The store filed an application in Feb. 2009 with the Town of Babylon Planning & Development to expand its existing store by 60,000 square feet, only to find nearly two years later that its pending application is still being reviewed. In the meantime, more than 2,000 local supporters have formed a “Farmingdale for Walmart” group in support of the expansion and have presented a petition with their signatures to the TOB.
The store expansion, said Philip Serghini, a spokesperson for Walmart, would make the Farmingdale operation the first Super Walmart on Long Island providing a full line of grocery choices, including fresh produce, meat, and deli items.
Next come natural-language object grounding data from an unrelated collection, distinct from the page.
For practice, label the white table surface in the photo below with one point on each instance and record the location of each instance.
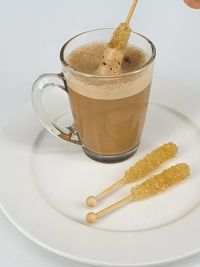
(31, 35)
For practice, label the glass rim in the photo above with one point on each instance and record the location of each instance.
(89, 75)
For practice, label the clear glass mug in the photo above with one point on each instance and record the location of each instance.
(108, 111)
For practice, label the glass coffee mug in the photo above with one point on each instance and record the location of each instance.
(108, 111)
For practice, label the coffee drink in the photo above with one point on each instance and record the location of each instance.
(109, 112)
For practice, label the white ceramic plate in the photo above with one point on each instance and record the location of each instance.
(44, 182)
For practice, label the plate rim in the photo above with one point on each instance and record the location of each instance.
(71, 257)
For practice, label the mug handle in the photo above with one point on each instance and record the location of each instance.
(41, 85)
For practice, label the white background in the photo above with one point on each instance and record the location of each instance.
(31, 35)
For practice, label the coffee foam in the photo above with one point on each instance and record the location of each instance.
(110, 89)
(87, 59)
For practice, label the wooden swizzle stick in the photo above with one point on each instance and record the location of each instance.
(139, 170)
(114, 52)
(155, 184)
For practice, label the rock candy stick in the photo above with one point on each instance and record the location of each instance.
(154, 185)
(142, 168)
(114, 52)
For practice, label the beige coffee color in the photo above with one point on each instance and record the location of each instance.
(109, 112)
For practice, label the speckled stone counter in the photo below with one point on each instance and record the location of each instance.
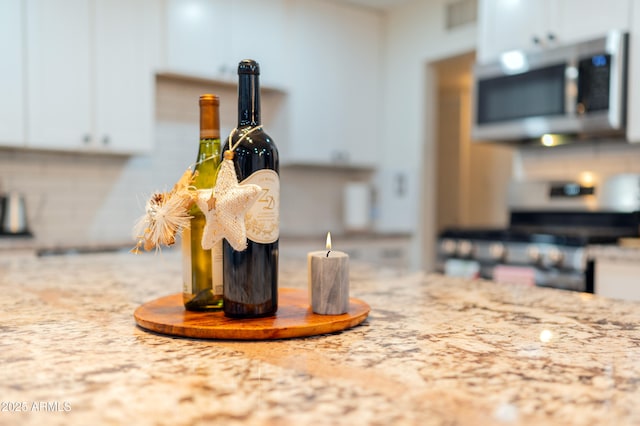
(434, 350)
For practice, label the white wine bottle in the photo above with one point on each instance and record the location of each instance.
(251, 275)
(202, 269)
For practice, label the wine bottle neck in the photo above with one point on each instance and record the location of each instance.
(248, 100)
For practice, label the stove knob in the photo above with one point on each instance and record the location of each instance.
(555, 257)
(465, 248)
(533, 253)
(497, 251)
(448, 247)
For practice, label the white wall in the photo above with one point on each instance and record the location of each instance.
(415, 36)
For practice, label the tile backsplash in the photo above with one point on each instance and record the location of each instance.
(82, 199)
(601, 159)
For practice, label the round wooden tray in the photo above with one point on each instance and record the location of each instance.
(294, 318)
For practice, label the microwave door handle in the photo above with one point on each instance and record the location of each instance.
(571, 78)
(616, 47)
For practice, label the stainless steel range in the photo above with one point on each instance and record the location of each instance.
(551, 226)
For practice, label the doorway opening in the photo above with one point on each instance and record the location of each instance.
(471, 177)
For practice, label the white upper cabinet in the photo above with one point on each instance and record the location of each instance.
(89, 74)
(335, 107)
(208, 38)
(128, 50)
(538, 24)
(11, 74)
(58, 73)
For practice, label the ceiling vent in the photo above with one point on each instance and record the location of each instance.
(461, 12)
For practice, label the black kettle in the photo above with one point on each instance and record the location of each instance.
(13, 215)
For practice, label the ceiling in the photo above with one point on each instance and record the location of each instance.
(376, 4)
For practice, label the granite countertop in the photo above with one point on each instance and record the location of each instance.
(434, 350)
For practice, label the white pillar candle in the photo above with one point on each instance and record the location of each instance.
(328, 280)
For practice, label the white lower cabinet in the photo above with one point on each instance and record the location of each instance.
(617, 278)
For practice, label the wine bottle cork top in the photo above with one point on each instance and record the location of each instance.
(248, 66)
(209, 116)
(208, 98)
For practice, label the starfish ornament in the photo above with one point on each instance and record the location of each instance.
(224, 207)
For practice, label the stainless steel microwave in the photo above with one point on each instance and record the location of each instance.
(578, 89)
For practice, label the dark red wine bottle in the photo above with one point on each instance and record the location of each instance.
(251, 275)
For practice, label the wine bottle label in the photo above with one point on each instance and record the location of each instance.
(188, 286)
(186, 261)
(216, 268)
(263, 218)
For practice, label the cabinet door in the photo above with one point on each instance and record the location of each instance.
(198, 38)
(58, 73)
(585, 19)
(334, 101)
(507, 25)
(124, 91)
(11, 74)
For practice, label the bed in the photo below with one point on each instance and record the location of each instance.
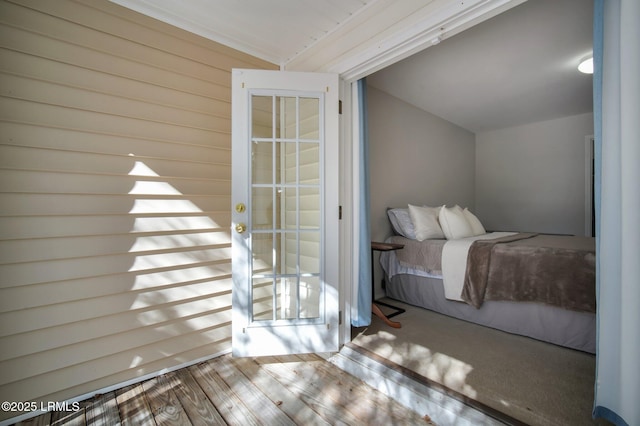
(536, 285)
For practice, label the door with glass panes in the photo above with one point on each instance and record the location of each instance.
(284, 212)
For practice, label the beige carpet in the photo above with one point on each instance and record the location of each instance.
(531, 381)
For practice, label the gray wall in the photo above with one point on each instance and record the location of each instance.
(415, 157)
(532, 177)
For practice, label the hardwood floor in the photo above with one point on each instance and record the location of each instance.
(290, 390)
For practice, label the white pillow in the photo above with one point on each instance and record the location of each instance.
(425, 222)
(401, 222)
(476, 225)
(454, 224)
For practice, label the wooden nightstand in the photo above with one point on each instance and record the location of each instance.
(377, 246)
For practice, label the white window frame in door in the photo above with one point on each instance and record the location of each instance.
(258, 338)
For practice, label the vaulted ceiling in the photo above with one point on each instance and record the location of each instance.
(517, 66)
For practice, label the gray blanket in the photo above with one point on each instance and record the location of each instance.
(551, 269)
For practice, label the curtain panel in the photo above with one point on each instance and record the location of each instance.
(617, 154)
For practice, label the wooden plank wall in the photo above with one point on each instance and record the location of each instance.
(115, 183)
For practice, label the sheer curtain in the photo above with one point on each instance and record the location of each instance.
(361, 314)
(617, 133)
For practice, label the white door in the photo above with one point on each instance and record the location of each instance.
(284, 212)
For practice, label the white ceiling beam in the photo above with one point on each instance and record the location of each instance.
(387, 31)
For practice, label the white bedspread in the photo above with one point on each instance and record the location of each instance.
(454, 262)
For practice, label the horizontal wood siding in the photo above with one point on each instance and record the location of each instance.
(115, 184)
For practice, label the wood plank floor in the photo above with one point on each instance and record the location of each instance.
(290, 390)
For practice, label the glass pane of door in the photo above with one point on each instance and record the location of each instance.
(286, 205)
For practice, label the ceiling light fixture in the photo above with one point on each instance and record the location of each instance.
(586, 65)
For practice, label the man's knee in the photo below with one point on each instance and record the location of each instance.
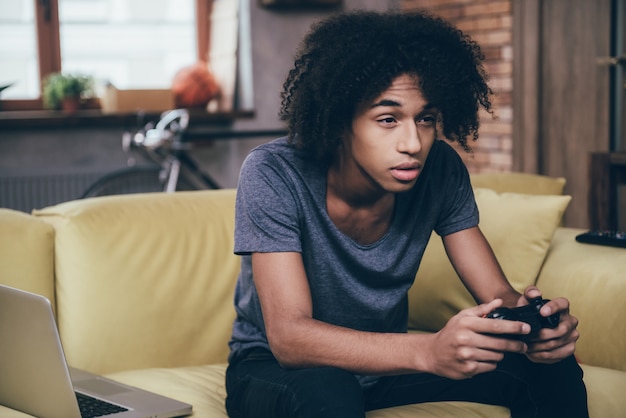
(324, 392)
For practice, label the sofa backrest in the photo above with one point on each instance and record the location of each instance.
(26, 253)
(145, 280)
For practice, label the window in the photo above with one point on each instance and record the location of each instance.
(130, 43)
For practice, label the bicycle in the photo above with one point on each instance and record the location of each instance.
(166, 145)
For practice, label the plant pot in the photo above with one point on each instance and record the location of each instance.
(70, 104)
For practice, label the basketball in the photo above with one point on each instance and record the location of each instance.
(194, 86)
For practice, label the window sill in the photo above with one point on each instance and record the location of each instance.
(45, 119)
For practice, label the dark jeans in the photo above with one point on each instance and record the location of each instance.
(259, 387)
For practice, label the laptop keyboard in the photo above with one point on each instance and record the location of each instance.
(92, 407)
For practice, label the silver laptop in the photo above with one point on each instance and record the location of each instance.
(35, 378)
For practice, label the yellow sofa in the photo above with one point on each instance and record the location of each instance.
(142, 287)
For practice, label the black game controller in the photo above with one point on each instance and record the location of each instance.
(529, 314)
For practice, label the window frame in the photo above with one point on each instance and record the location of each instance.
(49, 45)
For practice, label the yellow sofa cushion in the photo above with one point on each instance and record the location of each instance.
(203, 387)
(145, 280)
(588, 276)
(519, 228)
(514, 182)
(26, 253)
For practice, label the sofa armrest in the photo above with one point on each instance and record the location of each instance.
(27, 253)
(592, 278)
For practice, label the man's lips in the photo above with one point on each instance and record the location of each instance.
(406, 171)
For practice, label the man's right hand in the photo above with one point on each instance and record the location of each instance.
(469, 344)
It would also add approximately 85 additional jobs with benefits, he said, as well as an estimated 100 to 125 construction jobs and tens of thousands of dollars in local property taxes annually to help pay for community services like police and fire departments and schools.
“Since the 142,647 sq ft store was opened in 2007, it has been very popular and surrounded by a very supportive community,” said Serghini. “We have not heard much from the TOB except that the application is under consideration and they have moved only to request draft proposals on a traffic study. To have an application sitting for two years is a ‘red flag’ and we believe that it might point to lobbying and delays from the grocery union.”
Not so, says Tim Ruggeri, director of communications for the Town of Babylon.
“Route 110 is a major north-south corridor,” he explained. “The expansion application involves complex issues of traffic and garbage removal. We understand that they want to add more groceries to the store, which would cause more perishable goods to go to waste. We are looking at additional deliveries and changes to the immediate area. Our traffic engineer has some concerns. Of course, Supervisor Steve Bellone takes into consideration the calls from the store supporters but this is nothing more than a standard site review with very complex issues.”
Suffolk County Legislator DuWayne Gregory, whose district includes the Farmingdale Walmart area, said that his phones have been quiet concerning the Walmart expansion. Gregory has not seen the expansion plans but worries that additional customers will bring more traffic to the area.
“My concern is the traffic impact and suffering of local businesses,” he said. “Walmart has a reputation of slowly expanding in an area and driving out local business. Instead of residents going to their local grocery stores, they will do all of their shopping at Walmart.”
But the “Farmingdale for Walmart” group sees otherwise. “I think it’s long overdue that the town should be acting on this. The savings, convenience, new jobs and additional tax dollars that this store is expected to bring are all welcome additions to our town, especially in these tough economic times,” said Brian Watts, one of the group’s leaders.
A recent poll released in conjunction with Walmart Stores, Inc. showed that 79 percent of Farmingdale-area residents support the expansion of the Walmart store. Sheila Borgese, speaking on behalf of local consumers, said she is not surprised.
"Walmart has been a good neighbor in the Farmingdale community," she said. "Neighbors I talk to are excited to have an expanded selection of grocery and other goods at low prices. How could you not want that these days? This will be a big help to local families and senior citizens, and Walmart’s expansion would bring tax relief to a highly taxed area." The poll also found that 64 percent of respondents felt that grocery prices in the area are too high.
“We have no idea why the TOB Building Department and Planning Commissioner are taking so long to approve this proposal,” Watts said. “It is on vacant, adjacent land. It will expand our commercial tax base and provide much needed local jobs, savings and shopping choices to local residents. The Town needs to do its job and approve the expansion now."
The survey found that 85 percent of area residents felt that the Town has had enough time to make a decision.